Сделаешь доброе дело — и на душе светло, и аппетит хороший, и сон. В прошлом месяце однако и я перенервничал. Прибегает ко мне Карпыч — зав. столовой. Кричит: «Караул! Спасай! Такого понаписали, что теперь уже точно снимут. Помоги, Федор Кузьмич, напиши ответную, а я уж тебя борщом ленинградским как-нибудь угощу». Ну, видали вы таких, его с работы снять хотят, у него в столовой форменный курятник и распивочная станция, а он меня борщом накормит и отделается. Беру я чистый лист бумаги и пишу всю правду про его забегаловку, начиная от приготовления пищи типа «винегрет» и кончая раздевалкой в стиле «на любой гвоздь вешайся». Одним глазом смотрю — он с лица потеть начал, пятнами пошел, двадцать пять протягивает, а руки трясутся. Ну и я озверел: «Мальчишка! — кричу. — Сопляк! Доброты не понимаешь!» Добавил он красненькую — отлегло у меня немного, написал, что в хлеву № 72 есть можно. Расслабился он сразу, повеселел. «Ты, — говорит, — Кузьмич, чистый гангстер, мафия и коза-ностра нашего общепита». Простил я ему эту шутку, только в другой раз, говорю, не приходи — нервов на тебя много надо. А другие приходят: кому благодарность написать, кому отзыв хороший, у кого просто проверка скоро, а в жалобной книге ни одного доброго слова. Я никому не отказываю, моей гуманности на всех хватит — пишу и подпись ставлю, и адрес, потому как не боюсь, а чего бояться, кто же меня за доброту-то осудит. Кто?!

ДУМАЙТЕ, ДЕТИ!

— Хватит, товарищ, хватит. Все это я уже слышал: некачественное сырье, текучесть кадров, недостатки технологии… И этим вы хотите прикрыть ваше нежелание мыслить, бедность вашей фантазии и просто лень!

К нам идут письма, товарищи, целый поток писем, и большинство из них написали разгневанные родители. Они, видите ли, купили своему сыну или дочке игрушку нашей фабрики, а она оказалась сломанной или сломалась на второй день, или, наконец, находятся такие, которые хотят, чтобы наша игрушка работала больше одной недели!
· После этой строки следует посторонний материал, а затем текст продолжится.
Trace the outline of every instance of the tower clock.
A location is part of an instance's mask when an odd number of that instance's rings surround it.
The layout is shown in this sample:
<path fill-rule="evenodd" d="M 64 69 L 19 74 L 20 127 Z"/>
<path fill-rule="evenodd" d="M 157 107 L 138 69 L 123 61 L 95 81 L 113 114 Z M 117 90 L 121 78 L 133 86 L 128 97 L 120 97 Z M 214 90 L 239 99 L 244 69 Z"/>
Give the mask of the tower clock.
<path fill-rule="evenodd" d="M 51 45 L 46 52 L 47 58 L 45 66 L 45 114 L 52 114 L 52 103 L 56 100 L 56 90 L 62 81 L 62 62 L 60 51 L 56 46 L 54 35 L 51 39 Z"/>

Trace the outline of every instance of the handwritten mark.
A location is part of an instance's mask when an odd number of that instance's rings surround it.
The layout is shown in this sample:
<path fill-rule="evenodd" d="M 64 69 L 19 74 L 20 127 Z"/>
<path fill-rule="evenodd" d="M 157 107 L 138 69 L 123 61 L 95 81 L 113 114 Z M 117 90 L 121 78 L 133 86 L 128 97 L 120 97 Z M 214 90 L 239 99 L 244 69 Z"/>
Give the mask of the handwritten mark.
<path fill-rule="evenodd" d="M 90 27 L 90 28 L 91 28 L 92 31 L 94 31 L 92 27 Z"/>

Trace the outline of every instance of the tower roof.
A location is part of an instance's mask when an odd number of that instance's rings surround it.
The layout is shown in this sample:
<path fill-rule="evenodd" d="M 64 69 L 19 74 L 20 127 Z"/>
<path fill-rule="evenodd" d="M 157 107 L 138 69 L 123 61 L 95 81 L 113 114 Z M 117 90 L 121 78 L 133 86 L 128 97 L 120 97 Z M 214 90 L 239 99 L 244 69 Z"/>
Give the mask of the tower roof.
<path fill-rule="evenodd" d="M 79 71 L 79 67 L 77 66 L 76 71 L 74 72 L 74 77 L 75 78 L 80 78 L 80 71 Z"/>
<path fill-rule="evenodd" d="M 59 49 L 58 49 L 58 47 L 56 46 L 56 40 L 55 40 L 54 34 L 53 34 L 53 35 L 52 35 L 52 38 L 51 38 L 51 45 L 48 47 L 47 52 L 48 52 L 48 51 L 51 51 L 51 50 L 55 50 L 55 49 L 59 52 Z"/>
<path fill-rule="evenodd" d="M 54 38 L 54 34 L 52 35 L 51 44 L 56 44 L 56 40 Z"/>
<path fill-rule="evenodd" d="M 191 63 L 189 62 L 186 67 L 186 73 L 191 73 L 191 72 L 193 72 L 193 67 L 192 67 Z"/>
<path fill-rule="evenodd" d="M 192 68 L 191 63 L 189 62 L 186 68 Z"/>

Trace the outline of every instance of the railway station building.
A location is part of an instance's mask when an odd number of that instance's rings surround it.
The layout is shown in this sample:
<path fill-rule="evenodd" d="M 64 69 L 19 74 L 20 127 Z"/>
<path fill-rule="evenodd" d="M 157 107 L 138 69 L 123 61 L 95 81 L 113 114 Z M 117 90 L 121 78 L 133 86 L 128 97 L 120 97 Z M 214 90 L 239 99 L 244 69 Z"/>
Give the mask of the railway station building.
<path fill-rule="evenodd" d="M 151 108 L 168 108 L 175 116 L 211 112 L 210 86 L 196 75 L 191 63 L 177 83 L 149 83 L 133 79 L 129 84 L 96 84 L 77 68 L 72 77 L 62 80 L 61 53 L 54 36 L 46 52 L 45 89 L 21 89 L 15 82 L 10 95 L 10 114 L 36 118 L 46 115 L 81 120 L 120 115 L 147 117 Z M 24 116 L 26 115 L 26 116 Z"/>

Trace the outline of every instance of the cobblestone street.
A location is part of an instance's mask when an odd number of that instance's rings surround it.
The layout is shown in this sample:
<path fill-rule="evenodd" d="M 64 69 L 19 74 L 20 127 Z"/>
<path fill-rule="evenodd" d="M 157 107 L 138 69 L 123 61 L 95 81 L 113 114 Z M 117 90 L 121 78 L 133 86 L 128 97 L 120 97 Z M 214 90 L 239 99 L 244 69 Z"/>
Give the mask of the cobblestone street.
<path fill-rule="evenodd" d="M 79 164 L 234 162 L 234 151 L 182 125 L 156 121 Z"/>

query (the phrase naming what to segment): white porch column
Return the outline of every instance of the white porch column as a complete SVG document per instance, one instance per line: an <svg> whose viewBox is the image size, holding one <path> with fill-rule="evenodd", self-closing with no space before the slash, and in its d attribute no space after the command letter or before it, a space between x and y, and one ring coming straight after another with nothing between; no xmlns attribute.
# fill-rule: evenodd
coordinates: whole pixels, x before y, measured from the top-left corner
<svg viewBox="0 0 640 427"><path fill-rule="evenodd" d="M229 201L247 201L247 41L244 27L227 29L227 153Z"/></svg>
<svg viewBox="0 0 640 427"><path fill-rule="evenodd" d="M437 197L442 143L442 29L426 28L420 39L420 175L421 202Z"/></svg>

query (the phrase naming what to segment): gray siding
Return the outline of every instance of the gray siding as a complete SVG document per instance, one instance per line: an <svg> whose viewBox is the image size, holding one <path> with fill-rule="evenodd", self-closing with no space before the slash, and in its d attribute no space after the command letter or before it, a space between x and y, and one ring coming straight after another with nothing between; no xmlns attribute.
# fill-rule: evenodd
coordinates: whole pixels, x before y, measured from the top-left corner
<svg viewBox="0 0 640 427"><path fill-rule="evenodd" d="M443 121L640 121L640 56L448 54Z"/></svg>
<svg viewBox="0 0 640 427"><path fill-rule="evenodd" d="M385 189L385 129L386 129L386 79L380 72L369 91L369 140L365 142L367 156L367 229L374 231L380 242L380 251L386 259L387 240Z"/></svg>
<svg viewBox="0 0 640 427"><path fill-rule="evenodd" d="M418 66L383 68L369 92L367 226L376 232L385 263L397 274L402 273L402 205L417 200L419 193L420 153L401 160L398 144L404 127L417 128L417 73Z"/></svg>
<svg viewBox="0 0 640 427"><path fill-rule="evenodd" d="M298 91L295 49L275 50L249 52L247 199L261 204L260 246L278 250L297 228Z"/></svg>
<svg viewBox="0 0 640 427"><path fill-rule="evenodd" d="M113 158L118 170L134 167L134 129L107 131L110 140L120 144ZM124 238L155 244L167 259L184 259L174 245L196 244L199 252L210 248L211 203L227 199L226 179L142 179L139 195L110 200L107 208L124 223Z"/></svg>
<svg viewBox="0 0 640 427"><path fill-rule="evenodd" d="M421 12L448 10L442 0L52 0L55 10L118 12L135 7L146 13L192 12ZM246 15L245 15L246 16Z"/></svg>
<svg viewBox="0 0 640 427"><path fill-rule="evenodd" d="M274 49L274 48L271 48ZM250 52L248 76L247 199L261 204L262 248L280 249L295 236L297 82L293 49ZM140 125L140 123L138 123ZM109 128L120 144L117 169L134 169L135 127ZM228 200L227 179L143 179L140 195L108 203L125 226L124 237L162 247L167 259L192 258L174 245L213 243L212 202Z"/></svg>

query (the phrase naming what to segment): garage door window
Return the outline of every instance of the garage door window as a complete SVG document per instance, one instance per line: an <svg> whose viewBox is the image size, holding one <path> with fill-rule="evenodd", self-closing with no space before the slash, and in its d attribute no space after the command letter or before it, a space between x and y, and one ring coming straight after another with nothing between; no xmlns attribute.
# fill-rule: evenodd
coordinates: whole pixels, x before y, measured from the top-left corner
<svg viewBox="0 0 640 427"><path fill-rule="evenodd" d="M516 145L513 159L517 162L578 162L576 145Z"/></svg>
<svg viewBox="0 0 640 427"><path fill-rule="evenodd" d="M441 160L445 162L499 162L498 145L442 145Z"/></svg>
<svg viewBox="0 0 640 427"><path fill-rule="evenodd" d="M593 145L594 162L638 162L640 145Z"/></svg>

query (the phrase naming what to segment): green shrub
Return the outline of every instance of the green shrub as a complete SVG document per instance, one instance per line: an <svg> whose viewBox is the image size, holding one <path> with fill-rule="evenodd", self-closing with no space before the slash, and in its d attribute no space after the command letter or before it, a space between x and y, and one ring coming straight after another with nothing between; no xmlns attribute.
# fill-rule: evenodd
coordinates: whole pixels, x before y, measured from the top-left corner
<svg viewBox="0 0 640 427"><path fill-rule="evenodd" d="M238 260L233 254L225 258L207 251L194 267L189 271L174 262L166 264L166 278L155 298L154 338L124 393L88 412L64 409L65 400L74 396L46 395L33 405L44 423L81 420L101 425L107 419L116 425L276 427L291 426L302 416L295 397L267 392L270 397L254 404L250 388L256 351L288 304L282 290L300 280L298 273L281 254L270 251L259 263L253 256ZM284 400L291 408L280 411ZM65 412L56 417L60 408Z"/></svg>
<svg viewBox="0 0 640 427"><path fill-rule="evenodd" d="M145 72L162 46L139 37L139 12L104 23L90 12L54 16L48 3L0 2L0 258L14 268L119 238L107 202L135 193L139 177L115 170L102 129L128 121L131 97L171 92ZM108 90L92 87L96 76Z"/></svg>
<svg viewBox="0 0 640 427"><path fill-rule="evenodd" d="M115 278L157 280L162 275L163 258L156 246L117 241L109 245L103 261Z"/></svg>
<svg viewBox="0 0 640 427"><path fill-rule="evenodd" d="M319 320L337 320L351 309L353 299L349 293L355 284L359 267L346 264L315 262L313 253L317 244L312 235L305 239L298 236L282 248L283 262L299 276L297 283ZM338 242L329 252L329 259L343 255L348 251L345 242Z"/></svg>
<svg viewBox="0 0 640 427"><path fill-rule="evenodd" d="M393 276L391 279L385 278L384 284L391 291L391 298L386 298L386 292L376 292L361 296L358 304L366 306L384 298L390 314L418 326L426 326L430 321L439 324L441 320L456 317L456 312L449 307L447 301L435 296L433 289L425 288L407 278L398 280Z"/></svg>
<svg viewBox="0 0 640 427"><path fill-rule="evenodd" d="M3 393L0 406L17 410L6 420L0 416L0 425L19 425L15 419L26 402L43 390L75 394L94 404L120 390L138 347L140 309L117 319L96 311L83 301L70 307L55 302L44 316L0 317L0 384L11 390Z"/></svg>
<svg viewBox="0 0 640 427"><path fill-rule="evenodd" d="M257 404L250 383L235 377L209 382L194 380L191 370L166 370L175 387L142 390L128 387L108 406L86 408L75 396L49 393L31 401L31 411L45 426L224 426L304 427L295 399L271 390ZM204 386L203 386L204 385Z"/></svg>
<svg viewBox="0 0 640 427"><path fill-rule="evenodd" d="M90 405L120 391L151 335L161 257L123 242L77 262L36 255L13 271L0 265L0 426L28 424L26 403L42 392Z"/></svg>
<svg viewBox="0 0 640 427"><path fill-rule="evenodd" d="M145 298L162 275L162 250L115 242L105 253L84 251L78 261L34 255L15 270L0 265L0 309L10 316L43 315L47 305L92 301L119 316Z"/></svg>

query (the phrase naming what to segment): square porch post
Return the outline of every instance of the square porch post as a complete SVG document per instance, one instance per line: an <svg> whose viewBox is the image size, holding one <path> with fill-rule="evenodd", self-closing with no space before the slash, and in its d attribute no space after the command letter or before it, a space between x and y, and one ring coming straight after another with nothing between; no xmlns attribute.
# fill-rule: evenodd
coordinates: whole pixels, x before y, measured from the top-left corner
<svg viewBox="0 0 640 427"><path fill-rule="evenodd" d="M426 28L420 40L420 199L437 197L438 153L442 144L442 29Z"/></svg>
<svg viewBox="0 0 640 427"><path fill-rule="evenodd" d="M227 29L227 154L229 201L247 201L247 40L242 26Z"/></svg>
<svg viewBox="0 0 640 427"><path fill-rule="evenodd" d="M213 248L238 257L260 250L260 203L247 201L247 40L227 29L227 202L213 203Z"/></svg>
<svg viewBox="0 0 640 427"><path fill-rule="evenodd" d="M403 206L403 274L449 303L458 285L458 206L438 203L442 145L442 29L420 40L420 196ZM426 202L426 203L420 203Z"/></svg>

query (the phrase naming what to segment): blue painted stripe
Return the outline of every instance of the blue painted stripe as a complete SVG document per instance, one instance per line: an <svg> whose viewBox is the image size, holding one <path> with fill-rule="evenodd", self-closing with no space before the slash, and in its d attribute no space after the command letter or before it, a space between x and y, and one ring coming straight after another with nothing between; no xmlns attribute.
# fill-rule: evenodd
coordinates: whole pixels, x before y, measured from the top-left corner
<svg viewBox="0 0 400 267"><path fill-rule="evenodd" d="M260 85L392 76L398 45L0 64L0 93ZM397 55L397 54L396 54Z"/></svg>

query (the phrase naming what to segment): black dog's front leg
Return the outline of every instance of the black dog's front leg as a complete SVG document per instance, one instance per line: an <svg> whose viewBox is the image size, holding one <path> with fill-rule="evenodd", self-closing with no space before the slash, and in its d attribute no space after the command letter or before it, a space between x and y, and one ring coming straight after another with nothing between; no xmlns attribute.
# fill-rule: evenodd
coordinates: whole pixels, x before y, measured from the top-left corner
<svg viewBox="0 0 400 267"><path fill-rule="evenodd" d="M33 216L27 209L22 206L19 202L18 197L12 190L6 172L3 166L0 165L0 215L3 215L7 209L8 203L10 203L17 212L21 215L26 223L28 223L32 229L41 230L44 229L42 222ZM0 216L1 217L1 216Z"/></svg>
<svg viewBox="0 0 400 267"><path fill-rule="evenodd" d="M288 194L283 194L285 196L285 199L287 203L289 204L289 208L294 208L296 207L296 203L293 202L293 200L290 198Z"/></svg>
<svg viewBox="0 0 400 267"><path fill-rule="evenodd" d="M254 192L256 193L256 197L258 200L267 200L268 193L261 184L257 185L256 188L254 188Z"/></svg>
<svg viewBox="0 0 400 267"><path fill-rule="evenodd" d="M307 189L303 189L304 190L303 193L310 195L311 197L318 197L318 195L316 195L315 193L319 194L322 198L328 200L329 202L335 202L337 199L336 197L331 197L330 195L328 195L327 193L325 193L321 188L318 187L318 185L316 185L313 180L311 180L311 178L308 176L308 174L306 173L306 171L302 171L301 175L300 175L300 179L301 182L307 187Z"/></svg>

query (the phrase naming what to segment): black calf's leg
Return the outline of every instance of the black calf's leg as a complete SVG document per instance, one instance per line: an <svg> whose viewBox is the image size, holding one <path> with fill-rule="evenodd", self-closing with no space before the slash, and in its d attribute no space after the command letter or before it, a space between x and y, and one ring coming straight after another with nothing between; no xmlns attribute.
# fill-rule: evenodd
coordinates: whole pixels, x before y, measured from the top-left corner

Но самое страшное не письма, писем мы не боимся. Страшно то, что написана в них правда. Давайте честно посмотрим ей в глаза. Да, наша игрушка больше одной недели работать не может. А нужно ли, чтобы она вообще работала? Поясняю свою мысль. В этом квартале мы будем осваивать новую технологию производства. Всем оставаться на местах, спокойней, товарищи! Нового в ней ничего не будет, кроме готовой продукции. Если раньше считалось, что наша фабрика выпускает действующие заводные игрушки, то теперь она будет выпускать сломанные игрушки. Юмор? Кто сказал «юмор»? Вам известны наборы «Сделай сам»? А мы будем выпускать игрушку «Почини сам». Товарищи, трудно подсчитать, сколько зайцев мы убиваем этим начинанием!

Река текучих кадров пересохнет за плотиной, которую мы создадим из премиальных доплат. Тем более, товарищи, что вал у нас есть. Выработка, как на одного рабочего, так и на одного работающего, превосходная. Технология? Зачем, спрашивается, ее ломать, если долгий опыт нашей работы показывает, что она специально разработана проектным институтом НИИнаСЛОМ для выпуска сломанных игрушек. А ведь там, в институте, тоже сидят не ломовые извозчики, — это инженеры, техническая мысль нашей промышленности. Душа нашей игрушки — это сгусток их творческих душ. Борьба за экономию материалов? Пожалуйста, ведь в сломанную игрушку не обязательно вставлять все детали — она же сломанная. Вот вам и экономия.